Y el rasgo peculiar de dichas ojeras, respecto de toda las caras e incluso las de los bebés, es el carácter como subyacente que muestran, como por debajo de la piel de manera que lo que es el envejecimiento que podríamos decir normal va como extrañamente por separado y de alguna manera externa a esta otra realidad corporal profunda y piedra angular universal por debajo de todo.
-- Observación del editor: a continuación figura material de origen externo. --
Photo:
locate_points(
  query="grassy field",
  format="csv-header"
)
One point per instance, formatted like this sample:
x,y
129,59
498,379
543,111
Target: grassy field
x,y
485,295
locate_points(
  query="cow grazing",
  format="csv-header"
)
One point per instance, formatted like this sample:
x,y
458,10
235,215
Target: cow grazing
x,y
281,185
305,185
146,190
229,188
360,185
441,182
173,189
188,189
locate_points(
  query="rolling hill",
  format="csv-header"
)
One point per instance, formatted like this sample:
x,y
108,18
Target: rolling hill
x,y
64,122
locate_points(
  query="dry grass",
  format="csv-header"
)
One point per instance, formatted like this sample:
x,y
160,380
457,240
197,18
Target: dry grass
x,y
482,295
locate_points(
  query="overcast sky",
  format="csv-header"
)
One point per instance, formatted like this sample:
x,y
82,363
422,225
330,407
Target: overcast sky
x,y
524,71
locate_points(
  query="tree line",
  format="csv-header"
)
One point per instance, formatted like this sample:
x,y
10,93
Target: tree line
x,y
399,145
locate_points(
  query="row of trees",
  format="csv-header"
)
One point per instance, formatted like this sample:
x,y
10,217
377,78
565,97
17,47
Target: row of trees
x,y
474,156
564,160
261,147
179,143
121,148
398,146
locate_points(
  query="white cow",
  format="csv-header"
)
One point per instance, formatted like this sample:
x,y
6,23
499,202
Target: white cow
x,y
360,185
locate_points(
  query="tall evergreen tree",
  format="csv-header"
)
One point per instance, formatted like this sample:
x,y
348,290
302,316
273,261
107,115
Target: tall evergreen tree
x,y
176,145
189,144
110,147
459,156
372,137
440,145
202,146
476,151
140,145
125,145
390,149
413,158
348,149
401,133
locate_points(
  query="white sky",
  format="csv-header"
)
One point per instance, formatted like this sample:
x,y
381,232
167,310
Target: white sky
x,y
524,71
Pero claro: yo estoy hablando de mi percepción desde luego subjetiva con la que, sin embargo, no tengo más opción que acarrear.
Y por absurdo que parezca, esta posibilidad de constatar, de vez en cuando y cuando pareciera que más yo lo necesitara, esta realidad física ajena si bien elusiva y esquiva sin duda, la he utilizado psicológicamente como un punto en realidad de claridad en el que apoyarme y para poder recobrar, de sopetón, el sentido profundo de las cosas, o al menos de mi existencia personal. Pero reconozco y soy bien consicente de la poca sustancialidad que ofrece este resorte, si bien considero que no he tenido más opción para seguir adelante, o simplemente decir que así ha sido.
Pues ya ven, sentimos las cosas para poder atribuirles, finalmente, un sentido; de este bucle límbico-cortical no hay escapatoria antropológica pues la continuidad en el tiempo evolutivo del grupo ha dependido siempre de su propia imposición racional, es decir, intersubjetiva que es la razón estructural de que usted necesite ser quien psíquicamente es. Pero a partir de esto, yo también he tenido que trabajar al margen digamos de toda verdad consabida, pero sin menoscabar la comprensión racional estándar y de la que dependemos todos y frente a la que podemos posicionarnos de forma particular y discrepante, mas en ningún caso desdeñar por completo.
No puedo pues sustanciar más mi comprensión de las cosas sino a partir de mi propia subjetividad (he aquí la trampa como hipótesis de trabajo que me han tendido, sin más opción). De manera que me he visto ante la necesidad de recurrir exclusivamente al razonamiento lógico, si bien no experimental, y de un modo que vosotros no consideraríais empirico, lo más seguro. Pero sé que mis argumentos son buenos, se apoyen aunque mínimamente una visión académica actual, sin duda; el ChatGPT me lo confirma (¡lo digo en serio y sin sorna!).
Así que tampoco necesito que nadie me dé la razón, aunque sí alguna forma de acercamiento (si bien eso nunca os lo voy a decir de forma directa como buen aprendiz de homo hispanicus que soy).